In über 130 biographisch-bibliographischen Porträts sowie über 140 Kurzporträts werden die Lebenswege und das Engagement von bekannten Frauen und Berühmtheiten wie Käthe Kruse, Louise Aston, Elisabeth von Ardenne, Fontanes ‘Effi Briest’, Jenny Marx oder Hedwig Courths-Mahler, von Protagonistinnen der Ersten Frauenbewegung wie Gertrud Bäumer, Elisabeth Gnauck-Kühne, Jenny Hirsch und Lily Braun, Unternehmerinnen wie Selma Rudolph oder der Schauspielerinnen Henny Porten und Lia Wöhr neuartig präsentiert.

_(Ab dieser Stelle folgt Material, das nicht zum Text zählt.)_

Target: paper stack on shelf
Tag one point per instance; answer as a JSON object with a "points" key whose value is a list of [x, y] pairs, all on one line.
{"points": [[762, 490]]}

Erstmals gelingt es zudem, die Verdienste von bislang unbekannten, vergessenen oder noch nicht erforschten Juristinnen, Politikerinnen, Widerstandskämpferinnen, Wissenschaftlerinnen, Frauenrechtlerinnen, Schriftstellerinnen, Pädagoginnen, Ärztinnen, Künstlerinnen, Sportlerinnen, Regisseurinnen oder Unternehmerinnen zu würdigen und ihnen einen Platz in der Geschichte zu geben.”